On February 9, 2017, Mr Lauer was granted Overseas Investment Act consent to buy the Crown lease for the station for $17.5million.
Less than a year later he was fired by NBC for inappropriate sexual behaviour towards female work colleagues and now, in a new book, has been accused by NBC News co-worker Brooke Nevils of rape in 2014.
Prior to gaining New Zealand government permission to buy the station, Mr Lauer made a declaration he was of good character, and an "open source" background check was also made of him.
Ms Horne said the OIO was aware of the new information about Mr Lauer in the media and was "continuing to monitor the situation closely".

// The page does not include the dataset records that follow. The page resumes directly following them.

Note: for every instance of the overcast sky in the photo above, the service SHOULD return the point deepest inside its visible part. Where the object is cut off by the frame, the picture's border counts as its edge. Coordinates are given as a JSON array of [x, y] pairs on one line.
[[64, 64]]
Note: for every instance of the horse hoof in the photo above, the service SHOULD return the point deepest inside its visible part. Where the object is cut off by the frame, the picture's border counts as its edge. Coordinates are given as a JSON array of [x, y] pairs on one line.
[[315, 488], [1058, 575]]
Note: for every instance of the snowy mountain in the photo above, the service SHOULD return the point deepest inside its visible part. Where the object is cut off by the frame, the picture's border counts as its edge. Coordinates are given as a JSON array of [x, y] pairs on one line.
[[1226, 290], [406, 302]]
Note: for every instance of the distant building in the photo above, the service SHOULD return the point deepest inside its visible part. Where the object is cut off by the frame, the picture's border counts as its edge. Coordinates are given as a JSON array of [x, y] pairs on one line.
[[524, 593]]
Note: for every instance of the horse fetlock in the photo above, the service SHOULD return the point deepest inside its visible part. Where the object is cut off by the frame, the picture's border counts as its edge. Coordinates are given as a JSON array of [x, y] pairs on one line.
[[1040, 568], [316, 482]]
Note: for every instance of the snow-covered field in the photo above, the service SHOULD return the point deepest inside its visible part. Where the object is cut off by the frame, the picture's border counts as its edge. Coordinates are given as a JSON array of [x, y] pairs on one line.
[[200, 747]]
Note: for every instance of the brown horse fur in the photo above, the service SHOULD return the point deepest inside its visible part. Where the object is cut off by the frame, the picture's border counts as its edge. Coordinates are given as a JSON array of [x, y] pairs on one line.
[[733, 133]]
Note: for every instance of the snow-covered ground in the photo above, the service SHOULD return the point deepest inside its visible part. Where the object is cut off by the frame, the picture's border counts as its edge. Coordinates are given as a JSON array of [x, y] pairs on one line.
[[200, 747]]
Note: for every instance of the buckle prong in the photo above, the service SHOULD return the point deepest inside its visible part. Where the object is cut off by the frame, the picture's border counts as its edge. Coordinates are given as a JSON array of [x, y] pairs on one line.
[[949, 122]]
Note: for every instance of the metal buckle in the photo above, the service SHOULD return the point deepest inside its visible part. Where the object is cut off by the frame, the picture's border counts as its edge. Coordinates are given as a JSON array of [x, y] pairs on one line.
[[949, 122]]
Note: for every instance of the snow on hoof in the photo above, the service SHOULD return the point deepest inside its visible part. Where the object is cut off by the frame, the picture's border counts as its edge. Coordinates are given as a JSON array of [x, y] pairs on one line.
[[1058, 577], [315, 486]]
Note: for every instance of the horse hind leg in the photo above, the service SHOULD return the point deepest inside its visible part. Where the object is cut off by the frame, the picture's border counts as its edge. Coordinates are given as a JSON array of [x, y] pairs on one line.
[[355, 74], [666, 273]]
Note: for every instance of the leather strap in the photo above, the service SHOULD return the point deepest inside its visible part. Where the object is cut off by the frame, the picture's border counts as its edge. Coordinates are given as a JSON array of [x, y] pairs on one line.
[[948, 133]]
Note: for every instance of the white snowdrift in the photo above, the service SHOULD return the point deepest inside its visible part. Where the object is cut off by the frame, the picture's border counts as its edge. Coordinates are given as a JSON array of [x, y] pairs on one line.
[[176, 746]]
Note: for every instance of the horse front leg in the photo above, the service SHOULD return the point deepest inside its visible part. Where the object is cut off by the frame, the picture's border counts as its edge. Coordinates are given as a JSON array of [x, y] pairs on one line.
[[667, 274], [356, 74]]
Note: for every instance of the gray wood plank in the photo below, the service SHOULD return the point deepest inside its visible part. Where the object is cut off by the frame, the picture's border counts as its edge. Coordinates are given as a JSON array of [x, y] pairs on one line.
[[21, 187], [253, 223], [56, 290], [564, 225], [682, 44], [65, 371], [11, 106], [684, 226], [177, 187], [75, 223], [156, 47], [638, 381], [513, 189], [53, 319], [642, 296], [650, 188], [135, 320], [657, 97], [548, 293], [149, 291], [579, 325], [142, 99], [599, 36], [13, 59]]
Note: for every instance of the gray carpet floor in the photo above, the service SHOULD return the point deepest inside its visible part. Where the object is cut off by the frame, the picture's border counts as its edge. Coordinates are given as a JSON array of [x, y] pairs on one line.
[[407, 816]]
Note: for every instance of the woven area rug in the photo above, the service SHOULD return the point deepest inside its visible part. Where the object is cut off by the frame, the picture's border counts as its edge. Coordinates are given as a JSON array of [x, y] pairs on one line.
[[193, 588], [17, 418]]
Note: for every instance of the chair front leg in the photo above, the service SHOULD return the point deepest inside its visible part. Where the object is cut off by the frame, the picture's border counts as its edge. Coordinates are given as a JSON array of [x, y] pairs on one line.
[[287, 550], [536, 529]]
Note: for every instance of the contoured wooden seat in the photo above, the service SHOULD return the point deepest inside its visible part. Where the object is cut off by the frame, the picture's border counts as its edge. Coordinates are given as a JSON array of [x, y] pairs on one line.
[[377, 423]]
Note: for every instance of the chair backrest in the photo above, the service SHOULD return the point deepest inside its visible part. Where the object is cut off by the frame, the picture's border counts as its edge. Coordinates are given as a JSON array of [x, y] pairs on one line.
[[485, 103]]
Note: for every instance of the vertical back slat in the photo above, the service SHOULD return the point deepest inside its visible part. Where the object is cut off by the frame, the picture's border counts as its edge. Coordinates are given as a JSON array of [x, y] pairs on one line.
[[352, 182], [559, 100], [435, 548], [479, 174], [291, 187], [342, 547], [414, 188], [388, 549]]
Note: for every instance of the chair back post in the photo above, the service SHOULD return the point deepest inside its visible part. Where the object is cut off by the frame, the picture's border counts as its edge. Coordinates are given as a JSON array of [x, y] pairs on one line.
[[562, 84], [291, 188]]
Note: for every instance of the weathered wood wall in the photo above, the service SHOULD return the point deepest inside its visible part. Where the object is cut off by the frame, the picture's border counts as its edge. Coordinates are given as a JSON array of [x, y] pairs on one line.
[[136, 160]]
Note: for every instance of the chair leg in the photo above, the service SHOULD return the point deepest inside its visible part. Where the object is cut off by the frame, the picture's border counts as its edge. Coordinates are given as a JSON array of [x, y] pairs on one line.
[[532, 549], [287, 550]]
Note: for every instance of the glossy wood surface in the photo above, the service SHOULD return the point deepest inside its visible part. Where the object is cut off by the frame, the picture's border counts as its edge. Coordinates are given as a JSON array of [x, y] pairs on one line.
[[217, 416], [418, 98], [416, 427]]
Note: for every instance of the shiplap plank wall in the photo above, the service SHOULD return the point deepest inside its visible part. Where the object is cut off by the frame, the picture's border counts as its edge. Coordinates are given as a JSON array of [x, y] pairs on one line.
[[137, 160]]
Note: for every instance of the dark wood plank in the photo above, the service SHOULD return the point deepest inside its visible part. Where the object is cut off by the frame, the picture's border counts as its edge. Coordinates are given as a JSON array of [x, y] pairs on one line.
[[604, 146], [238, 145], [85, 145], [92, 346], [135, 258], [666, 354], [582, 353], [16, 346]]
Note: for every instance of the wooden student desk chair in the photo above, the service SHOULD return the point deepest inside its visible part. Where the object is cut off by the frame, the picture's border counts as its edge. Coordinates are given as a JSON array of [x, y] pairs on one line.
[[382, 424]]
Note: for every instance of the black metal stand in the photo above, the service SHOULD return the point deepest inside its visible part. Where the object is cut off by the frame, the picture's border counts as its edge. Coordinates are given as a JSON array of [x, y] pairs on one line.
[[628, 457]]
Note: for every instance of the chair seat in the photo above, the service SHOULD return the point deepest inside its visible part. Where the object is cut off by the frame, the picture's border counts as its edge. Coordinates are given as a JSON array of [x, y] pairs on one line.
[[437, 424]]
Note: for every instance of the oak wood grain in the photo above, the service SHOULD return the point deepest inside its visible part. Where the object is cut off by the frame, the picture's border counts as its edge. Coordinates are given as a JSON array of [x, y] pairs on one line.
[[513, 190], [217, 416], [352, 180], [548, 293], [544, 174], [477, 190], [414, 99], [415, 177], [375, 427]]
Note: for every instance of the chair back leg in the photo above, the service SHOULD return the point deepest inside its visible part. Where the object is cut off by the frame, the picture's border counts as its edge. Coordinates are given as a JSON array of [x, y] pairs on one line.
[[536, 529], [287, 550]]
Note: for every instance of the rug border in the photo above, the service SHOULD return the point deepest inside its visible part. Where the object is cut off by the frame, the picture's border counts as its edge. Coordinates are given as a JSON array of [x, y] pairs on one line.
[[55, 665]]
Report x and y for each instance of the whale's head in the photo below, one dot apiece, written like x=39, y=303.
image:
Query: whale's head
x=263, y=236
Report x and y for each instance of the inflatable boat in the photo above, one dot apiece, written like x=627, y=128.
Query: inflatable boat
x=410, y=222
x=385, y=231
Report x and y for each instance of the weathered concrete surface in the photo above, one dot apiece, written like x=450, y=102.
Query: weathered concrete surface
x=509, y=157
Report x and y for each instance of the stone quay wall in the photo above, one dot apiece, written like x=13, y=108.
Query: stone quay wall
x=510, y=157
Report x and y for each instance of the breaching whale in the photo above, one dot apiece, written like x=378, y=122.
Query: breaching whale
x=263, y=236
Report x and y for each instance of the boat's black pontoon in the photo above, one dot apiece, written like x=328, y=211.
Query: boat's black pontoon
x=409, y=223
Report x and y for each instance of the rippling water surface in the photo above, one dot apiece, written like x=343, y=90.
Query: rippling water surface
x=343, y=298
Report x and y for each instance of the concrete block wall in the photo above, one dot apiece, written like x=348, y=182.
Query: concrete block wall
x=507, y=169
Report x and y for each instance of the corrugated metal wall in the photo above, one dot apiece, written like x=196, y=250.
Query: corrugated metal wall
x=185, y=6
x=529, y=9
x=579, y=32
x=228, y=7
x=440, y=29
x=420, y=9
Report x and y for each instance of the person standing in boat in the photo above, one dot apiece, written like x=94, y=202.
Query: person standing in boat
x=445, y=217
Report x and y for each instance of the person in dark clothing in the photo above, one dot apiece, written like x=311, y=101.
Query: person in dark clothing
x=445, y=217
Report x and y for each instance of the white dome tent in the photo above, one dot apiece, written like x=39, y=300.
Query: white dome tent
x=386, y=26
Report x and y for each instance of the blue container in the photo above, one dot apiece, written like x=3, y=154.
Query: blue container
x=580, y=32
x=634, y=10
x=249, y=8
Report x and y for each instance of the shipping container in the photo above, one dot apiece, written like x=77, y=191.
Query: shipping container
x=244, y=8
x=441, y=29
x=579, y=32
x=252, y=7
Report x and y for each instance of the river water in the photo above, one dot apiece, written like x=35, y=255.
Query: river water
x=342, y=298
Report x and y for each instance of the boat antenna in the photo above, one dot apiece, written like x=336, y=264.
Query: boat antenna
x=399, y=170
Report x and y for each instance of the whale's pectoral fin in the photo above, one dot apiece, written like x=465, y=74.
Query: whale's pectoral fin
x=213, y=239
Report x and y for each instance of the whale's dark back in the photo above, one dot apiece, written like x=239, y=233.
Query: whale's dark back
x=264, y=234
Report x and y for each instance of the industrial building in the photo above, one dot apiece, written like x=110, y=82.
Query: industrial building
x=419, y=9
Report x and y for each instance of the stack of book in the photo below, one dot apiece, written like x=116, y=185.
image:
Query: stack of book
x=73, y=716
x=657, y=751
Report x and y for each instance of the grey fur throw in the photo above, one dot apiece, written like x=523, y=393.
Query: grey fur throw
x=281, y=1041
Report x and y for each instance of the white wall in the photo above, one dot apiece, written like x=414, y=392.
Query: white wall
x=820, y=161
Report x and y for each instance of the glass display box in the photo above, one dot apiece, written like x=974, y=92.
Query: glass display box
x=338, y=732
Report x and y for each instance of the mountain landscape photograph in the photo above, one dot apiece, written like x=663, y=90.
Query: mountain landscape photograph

Last year, following the allegations that led to Mr Lauer losing his NBC job, the OIO initiated an investigation to consider if enforcement action should be taken for a breach of the condition to remain of good character.
Land Information New Zealand deputy chief executive policy and overseas investment Lisa Barrett said at the end of the investigation, and after legal advice had been taken, the department had "reached the position that we have insufficient evidence at this time to take proceedings against Mr Lauer for breach of the condition".
Ms Barrett said in the course of its inquiries, the OIO had "considered and tested confidential information" supplied by both Mr Lauer and NBC, including NBC's own workplace investigation.
An OIO report stated: "On the basis of the material available to the OIO at this time, there is no evidence that Mr Lauer has engaged in criminal conduct.
"Nor is the OIO aware of a complaint against Mr Lauer having been laid with the police."
It did not consider the evidence it had available established Mr Lauer was unfit to continue to hold the lease of Hunter Valley Station.